Candidate: Behkish Nassirzadeh
Date: August 8, 2025
Time: 1:00 PM
Location: Online - contact the candidate for more information.
Supervisor(s): Dr. Anwar Hasan, Dr. Vijay Ganesh (Adjunct)
Abstract:
The adoption of blockchain technologies in security-critical and high-throughput do- mains remains limited by persistent challenges in scalability, reliability, and automated vulnerability mitigation. This thesis presents a cohesive body of work that addresses two fundamental limitations of modern blockchain systems: the difficulty of ensuring safe, efficient execution in smart contracts and the lack of robust mechanisms for secure data connectivity through decentralized oracle networks (DONs).
To address the first challenge, we introduce a suite of tools, GasGauge, GasGuard, and GasGaugeAI, that advance the detection, analysis, and automated repair of gas-related Denial-of-Service (DoS) vulnerabilities in Ethereum smart contracts. GasGauge lever- ages static-dynamic analysis to model safe loop bounds and identify Out-of-Gas (OOG) risks. GasGuard builds on this foundation by integrating a fine-tuned large language model (LLM) to insert guard conditions that prevent unsafe execution automatically. GasGaugeAI extends the pipeline with a novel dual-LLM framework that classifies state-dependent vulnerabilities, generates Foundry-based test cases, synthesizes function-level repairs, and validates fixes iteratively. Across hundreds of real-world contracts, these systems demonstrate the potential of AI-guided repair to drastically reduce manual auditing efforts and prevent exploitable gas exhaustion patterns.
Beyond contract-level vulnerabilities, this thesis tackles the broader problem of trustworthy data connectivity in decentralized applications. We propose CountChain, a game-theoretic decentralized oracle network for secure aggregation in counting systems. Built on this foundation, AdChain applies DON principles to online advertising, mitigating discrepancy fraud through incentive-aligned protocols and Prebid.js integration. Our experiments show that CountChain and AdChain offer both scalability and provable security under rational adversaries.

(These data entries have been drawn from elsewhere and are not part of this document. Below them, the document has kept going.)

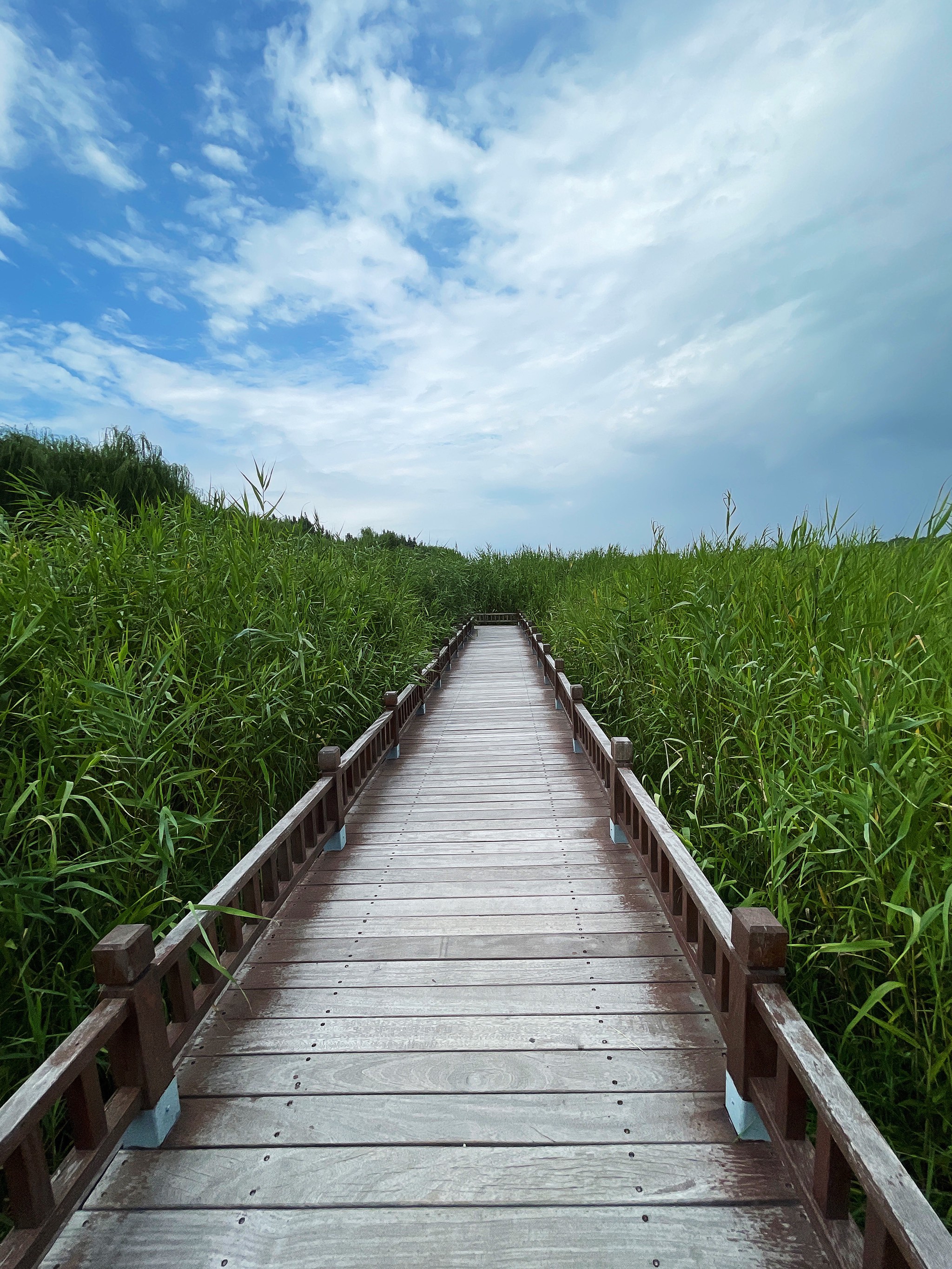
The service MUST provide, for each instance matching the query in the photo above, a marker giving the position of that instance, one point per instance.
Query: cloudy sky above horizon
(539, 271)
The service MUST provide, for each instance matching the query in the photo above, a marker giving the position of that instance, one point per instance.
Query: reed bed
(167, 682)
(168, 675)
(791, 710)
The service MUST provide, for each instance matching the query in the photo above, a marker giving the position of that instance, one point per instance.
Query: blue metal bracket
(743, 1115)
(150, 1129)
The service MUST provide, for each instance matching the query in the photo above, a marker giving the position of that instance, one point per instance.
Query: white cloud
(63, 103)
(225, 117)
(308, 264)
(226, 158)
(645, 249)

We further unify these contributions through a formal analysis of blockchain vulnerabilities at multiple levels, smart contracts, consensus layers, and oracles, highlighting common attack surfaces and mapping mitigation strategies using static analysis, fuzzing, and LLM-based repair. Finally, we explore how emerging AI methods, particularly LLMs and program synthesis tools, offer a scalable path forward for building self-healing blockchain systems.
Together, the tools, systems, and theoretical insights presented in this thesis contribute to the vision of blockchain infrastructures that are both secure and scalable by design, bridging the gap between automated repair and game-theoretic connectivity.